Quarto, «già da queste indicazioni ci si rende conto di quali spazi siano riservati alla responsabilità di diocesi e parrocchie oltre che degli operatori scolastici. Ma non solo. Va valorizzata la pluralità tipica di gruppi, movimenti, aggregazioni e istituzioni presenti sul territorio che già operano nella scuola in diversi campi. Ad esempio lo sport, la musica, il teatro, l’assistenza, la carità, l’animazione di vario genere, l’attenzione verso il mondo della natura e dell’ambiente, il dialogo interculturale e inter religioso... non possono essere lasciati in balia dello spontaneismo e della approssimazione, o magari in mano a progetti basati su principi non condivisibili. Occorre programmare un piano e una strategia di medio e lungo termine».

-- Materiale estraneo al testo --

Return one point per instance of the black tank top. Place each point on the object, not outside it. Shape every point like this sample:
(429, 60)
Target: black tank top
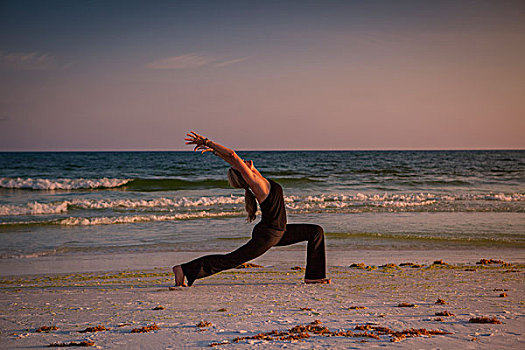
(273, 209)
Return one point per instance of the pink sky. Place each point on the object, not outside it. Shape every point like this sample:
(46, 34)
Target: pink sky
(299, 75)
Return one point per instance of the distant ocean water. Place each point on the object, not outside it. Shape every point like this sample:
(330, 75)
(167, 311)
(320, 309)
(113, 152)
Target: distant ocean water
(110, 202)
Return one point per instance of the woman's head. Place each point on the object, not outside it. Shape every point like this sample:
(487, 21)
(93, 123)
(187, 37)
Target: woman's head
(236, 180)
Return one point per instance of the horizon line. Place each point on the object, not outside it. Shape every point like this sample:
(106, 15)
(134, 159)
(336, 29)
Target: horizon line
(267, 150)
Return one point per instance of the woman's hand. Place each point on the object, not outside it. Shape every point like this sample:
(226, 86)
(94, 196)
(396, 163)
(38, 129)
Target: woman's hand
(198, 140)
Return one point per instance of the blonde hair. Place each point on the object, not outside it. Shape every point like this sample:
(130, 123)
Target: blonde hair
(236, 180)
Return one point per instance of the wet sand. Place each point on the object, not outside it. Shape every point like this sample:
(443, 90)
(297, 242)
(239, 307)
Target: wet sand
(230, 310)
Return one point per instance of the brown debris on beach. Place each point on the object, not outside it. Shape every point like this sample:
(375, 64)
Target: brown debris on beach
(73, 343)
(389, 265)
(146, 329)
(406, 305)
(444, 313)
(46, 329)
(484, 319)
(359, 265)
(300, 332)
(409, 264)
(492, 262)
(99, 328)
(439, 262)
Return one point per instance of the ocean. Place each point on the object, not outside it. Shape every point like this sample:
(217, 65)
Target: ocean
(67, 203)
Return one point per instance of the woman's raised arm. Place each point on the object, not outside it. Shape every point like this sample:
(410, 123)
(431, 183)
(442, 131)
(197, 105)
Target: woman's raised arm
(259, 185)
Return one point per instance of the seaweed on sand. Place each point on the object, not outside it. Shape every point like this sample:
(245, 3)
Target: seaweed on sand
(300, 332)
(99, 328)
(73, 343)
(248, 266)
(484, 319)
(146, 329)
(444, 313)
(46, 329)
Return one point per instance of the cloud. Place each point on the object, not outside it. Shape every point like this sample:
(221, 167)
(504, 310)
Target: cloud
(190, 61)
(27, 61)
(227, 63)
(180, 62)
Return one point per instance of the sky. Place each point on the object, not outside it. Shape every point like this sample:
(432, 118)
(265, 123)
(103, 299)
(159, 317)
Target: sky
(262, 75)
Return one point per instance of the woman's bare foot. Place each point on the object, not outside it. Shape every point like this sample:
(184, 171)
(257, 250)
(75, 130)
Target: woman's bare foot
(179, 276)
(318, 281)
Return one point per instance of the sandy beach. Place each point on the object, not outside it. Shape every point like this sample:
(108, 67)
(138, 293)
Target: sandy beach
(261, 307)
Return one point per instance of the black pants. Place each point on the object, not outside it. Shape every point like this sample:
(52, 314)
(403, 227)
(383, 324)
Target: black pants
(263, 238)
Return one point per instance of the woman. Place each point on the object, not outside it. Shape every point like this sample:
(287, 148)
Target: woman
(271, 231)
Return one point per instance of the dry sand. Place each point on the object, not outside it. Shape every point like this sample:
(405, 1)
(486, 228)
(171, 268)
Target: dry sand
(241, 303)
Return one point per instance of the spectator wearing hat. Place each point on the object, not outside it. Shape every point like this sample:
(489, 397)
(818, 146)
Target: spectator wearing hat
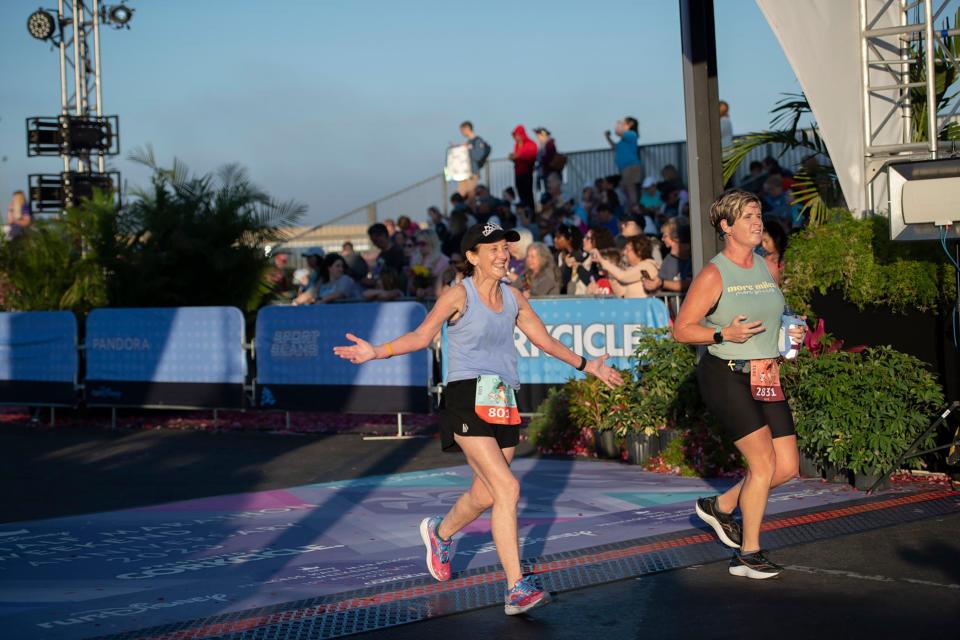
(650, 195)
(337, 283)
(568, 242)
(479, 151)
(627, 156)
(605, 217)
(356, 265)
(391, 255)
(524, 157)
(676, 270)
(640, 267)
(546, 155)
(541, 277)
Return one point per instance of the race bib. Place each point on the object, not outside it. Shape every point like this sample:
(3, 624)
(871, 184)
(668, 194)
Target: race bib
(495, 401)
(765, 381)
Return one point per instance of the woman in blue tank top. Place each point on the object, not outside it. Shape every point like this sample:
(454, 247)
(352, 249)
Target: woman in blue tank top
(734, 307)
(480, 416)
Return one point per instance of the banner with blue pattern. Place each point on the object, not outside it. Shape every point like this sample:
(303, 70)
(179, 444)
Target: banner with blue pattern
(590, 326)
(180, 344)
(38, 346)
(294, 345)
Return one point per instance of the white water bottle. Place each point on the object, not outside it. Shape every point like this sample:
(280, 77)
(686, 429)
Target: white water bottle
(788, 348)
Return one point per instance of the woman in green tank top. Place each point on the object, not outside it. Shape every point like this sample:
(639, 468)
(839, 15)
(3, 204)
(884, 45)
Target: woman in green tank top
(734, 307)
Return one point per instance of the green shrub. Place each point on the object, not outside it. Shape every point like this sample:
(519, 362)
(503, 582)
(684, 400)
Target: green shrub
(861, 411)
(667, 394)
(552, 431)
(857, 258)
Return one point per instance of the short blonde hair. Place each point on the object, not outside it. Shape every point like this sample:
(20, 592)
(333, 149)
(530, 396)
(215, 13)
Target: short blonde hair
(730, 206)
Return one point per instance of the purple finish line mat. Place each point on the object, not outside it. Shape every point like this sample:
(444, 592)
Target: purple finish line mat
(120, 571)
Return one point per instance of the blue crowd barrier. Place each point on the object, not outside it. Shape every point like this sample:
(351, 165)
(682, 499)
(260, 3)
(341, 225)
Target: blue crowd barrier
(297, 369)
(38, 358)
(190, 357)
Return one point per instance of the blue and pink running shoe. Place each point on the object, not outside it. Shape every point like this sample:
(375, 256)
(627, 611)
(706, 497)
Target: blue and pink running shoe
(525, 595)
(439, 551)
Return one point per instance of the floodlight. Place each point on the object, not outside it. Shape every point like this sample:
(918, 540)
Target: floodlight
(56, 192)
(118, 16)
(71, 135)
(41, 25)
(923, 196)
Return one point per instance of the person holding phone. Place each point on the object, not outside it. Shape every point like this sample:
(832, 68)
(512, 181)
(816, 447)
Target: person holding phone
(638, 254)
(480, 416)
(734, 308)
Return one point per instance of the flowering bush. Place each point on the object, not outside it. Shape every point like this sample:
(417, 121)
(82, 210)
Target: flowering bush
(553, 432)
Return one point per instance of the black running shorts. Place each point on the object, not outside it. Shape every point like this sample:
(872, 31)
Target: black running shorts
(458, 416)
(727, 395)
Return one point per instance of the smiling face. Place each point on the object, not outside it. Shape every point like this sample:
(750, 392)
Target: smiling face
(746, 230)
(490, 260)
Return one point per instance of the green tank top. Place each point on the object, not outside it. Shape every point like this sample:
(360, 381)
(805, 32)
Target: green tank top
(748, 292)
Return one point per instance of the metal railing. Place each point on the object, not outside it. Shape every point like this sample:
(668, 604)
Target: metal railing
(583, 167)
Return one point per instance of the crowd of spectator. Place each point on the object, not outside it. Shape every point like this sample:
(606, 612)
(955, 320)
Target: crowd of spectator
(625, 235)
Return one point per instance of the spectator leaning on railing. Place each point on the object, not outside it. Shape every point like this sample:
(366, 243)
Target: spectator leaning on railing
(540, 277)
(337, 284)
(676, 270)
(518, 254)
(524, 156)
(640, 266)
(627, 156)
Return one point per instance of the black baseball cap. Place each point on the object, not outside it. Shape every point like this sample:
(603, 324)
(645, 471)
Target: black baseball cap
(486, 233)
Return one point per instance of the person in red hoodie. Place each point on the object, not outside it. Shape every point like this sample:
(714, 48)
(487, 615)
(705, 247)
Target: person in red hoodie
(524, 156)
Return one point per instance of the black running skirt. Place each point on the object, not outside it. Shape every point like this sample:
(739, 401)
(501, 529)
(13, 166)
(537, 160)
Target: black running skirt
(457, 416)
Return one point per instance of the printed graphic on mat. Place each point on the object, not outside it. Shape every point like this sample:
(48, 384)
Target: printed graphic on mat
(97, 574)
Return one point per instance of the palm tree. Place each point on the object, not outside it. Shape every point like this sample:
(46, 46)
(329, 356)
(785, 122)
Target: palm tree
(816, 187)
(199, 239)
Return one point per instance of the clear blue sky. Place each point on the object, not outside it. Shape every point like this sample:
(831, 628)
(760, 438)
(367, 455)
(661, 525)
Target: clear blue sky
(337, 103)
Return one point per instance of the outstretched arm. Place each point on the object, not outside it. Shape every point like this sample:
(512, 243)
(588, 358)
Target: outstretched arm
(532, 326)
(448, 305)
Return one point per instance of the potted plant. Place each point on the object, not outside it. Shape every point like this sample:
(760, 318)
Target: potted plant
(623, 418)
(553, 431)
(589, 408)
(667, 394)
(859, 411)
(876, 291)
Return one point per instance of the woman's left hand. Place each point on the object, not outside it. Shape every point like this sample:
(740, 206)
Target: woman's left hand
(608, 375)
(358, 353)
(797, 333)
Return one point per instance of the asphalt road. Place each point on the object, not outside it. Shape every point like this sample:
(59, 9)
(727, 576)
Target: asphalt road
(901, 581)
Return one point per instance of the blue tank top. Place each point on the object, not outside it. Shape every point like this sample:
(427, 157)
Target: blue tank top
(480, 342)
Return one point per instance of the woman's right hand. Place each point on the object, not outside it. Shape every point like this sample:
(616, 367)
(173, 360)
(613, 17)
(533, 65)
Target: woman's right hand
(358, 353)
(740, 331)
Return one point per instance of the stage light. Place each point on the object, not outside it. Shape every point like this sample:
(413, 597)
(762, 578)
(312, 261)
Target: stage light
(41, 25)
(55, 192)
(118, 16)
(72, 135)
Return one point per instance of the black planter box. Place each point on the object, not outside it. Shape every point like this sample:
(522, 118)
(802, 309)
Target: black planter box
(606, 444)
(641, 447)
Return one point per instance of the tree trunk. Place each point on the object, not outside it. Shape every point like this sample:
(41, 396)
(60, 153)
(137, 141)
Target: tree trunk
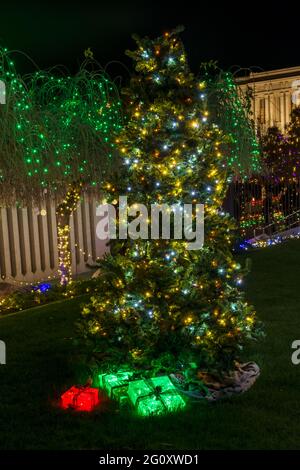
(63, 213)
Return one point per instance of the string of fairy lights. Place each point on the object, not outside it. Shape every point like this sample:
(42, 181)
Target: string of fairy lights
(174, 151)
(57, 132)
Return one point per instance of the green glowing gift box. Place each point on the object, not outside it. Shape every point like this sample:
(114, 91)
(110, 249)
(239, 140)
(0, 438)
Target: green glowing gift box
(155, 396)
(116, 385)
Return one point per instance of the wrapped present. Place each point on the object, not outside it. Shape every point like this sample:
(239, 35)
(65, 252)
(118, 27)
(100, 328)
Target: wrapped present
(81, 398)
(155, 396)
(116, 385)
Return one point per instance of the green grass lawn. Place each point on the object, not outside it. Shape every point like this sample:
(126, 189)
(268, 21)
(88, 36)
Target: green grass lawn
(39, 366)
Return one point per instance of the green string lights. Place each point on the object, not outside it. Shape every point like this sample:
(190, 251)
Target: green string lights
(55, 130)
(57, 138)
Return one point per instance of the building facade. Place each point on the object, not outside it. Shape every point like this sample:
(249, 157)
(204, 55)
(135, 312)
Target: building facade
(274, 95)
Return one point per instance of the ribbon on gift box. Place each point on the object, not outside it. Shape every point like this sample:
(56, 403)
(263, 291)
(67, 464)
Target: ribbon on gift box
(80, 397)
(121, 376)
(159, 393)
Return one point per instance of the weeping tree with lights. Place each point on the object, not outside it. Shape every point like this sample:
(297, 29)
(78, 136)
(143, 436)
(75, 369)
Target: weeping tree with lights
(160, 301)
(57, 139)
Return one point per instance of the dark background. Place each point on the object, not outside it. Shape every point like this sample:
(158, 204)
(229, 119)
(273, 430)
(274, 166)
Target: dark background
(249, 34)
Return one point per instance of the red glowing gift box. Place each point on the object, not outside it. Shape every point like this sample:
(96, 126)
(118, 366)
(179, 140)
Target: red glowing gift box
(80, 398)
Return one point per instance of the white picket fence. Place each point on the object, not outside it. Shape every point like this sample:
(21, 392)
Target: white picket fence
(28, 241)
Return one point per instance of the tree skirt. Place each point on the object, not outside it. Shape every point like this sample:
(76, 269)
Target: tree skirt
(213, 389)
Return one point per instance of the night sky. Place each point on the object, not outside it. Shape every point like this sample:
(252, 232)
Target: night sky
(249, 35)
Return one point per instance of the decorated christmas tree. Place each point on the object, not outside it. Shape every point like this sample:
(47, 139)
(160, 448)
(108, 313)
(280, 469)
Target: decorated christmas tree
(160, 301)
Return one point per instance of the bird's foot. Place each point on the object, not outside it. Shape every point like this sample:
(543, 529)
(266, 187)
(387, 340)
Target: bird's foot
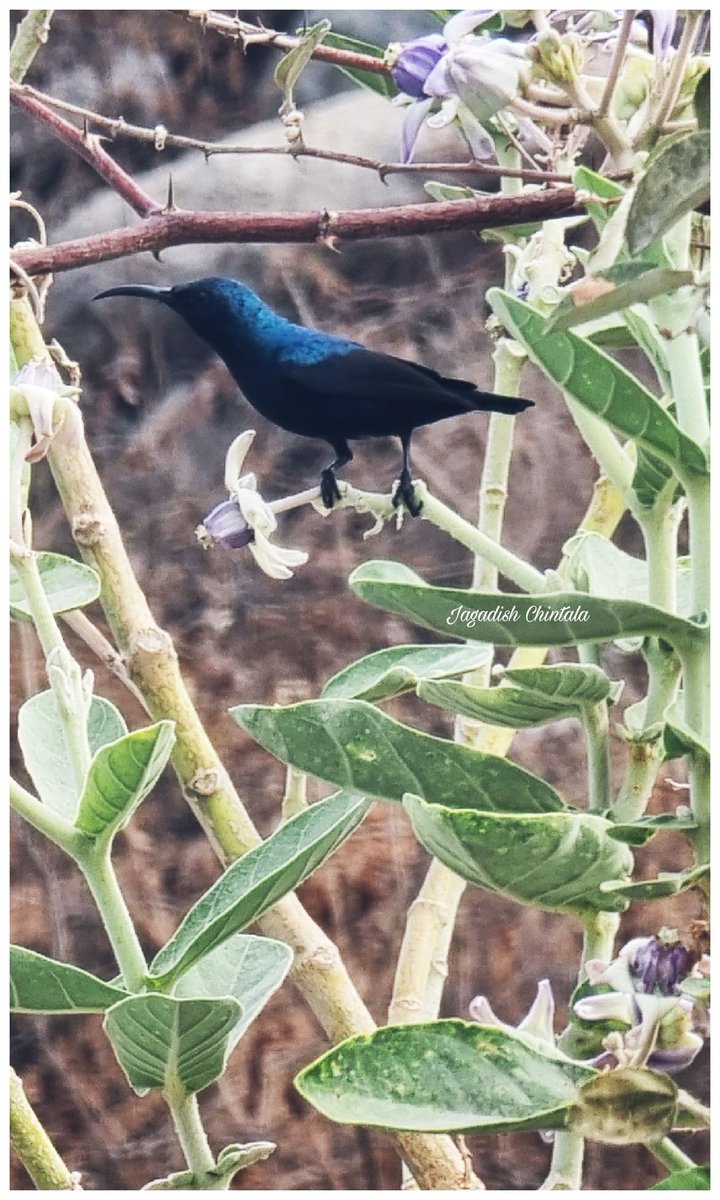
(405, 493)
(329, 489)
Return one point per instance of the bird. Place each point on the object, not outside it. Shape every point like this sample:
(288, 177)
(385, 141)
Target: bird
(316, 384)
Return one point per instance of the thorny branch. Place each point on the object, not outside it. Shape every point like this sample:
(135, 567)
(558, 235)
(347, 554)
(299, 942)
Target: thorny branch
(179, 228)
(160, 137)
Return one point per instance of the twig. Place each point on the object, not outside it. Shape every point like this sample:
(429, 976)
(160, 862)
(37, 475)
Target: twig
(33, 1145)
(118, 127)
(88, 147)
(30, 35)
(618, 61)
(257, 35)
(180, 228)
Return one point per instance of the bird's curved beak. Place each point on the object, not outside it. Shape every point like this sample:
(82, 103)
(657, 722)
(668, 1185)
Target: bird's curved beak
(137, 289)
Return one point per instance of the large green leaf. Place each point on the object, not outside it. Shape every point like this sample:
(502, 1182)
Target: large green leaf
(39, 984)
(677, 180)
(67, 585)
(382, 84)
(551, 619)
(399, 669)
(555, 861)
(535, 696)
(161, 1041)
(443, 1077)
(258, 880)
(355, 745)
(600, 384)
(693, 1179)
(249, 969)
(45, 754)
(121, 774)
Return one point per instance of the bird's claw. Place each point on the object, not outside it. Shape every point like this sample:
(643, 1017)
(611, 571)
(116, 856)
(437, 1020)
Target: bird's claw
(405, 493)
(329, 489)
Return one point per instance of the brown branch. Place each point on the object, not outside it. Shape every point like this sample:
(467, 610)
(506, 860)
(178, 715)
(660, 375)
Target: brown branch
(256, 35)
(88, 147)
(178, 228)
(118, 127)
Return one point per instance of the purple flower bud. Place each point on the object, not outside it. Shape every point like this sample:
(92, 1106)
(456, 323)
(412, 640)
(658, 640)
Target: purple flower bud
(227, 526)
(660, 966)
(414, 61)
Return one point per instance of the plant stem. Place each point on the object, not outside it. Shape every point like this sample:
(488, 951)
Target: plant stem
(671, 1156)
(191, 1134)
(318, 970)
(33, 1145)
(510, 565)
(96, 865)
(597, 729)
(30, 35)
(42, 819)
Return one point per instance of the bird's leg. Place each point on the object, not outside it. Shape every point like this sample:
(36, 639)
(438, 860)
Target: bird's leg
(405, 491)
(329, 489)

Esiste dunque una autorità, non scolastica e non della Repubblica italiana, in grado di stabilire nella scuola italiana, che cosa è un progetto condivisibile e che cosa non lo è. Ciò porta al formarsi di una élite che sarà depositaria - nella scuola italiana che era stata immaginata libera e laica dalla Costituzione - di una nuova autorità. Sono le «associazioni professionali di ispirazione cristiana di docenti della scuola statale e di quella paritaria che devono essere coinvolte nella fase di elaborazione delle nuove prospettive professionali e - in ambito ecclesiale - adeguatamente sostenute nel loro prezioso servizio di mediazione». Tutto ciò appare perfettamente comprensibile come posizione della Chiesa cattolica.
Ma qui stiamo parlando di un documento che è stato firmato dal ministro italiano dell’Istruzione. E’ vero che di quell’istruzione non si dice più che è pubblica. Ma persino il testo vescovile che abbiamo appena citato fa riferimento alle scuole statali. D’ora in poi dopo una firma che è legge, perché si richiama esplicitamente ai protocolli dei Patti Lateranensi, la scuola di Stato italiana è rigorosamente confessionale.
E’ una scuola fondata - non durante l’ora di religione ma nell’insieme del suo insegnamento - sulla specifica ed esclusiva visione teologica della Chiesa cattolica. L’evento cambia drammaticamente il senso del rapporto tra Stato e Chiesa in Italia. Ci si domanda come tutto ciò possa essere avvenuto al di fuori di ogni pubblicità (salvo questa comunicazione finale, a cose avvenute) e fuori dal Parlamento.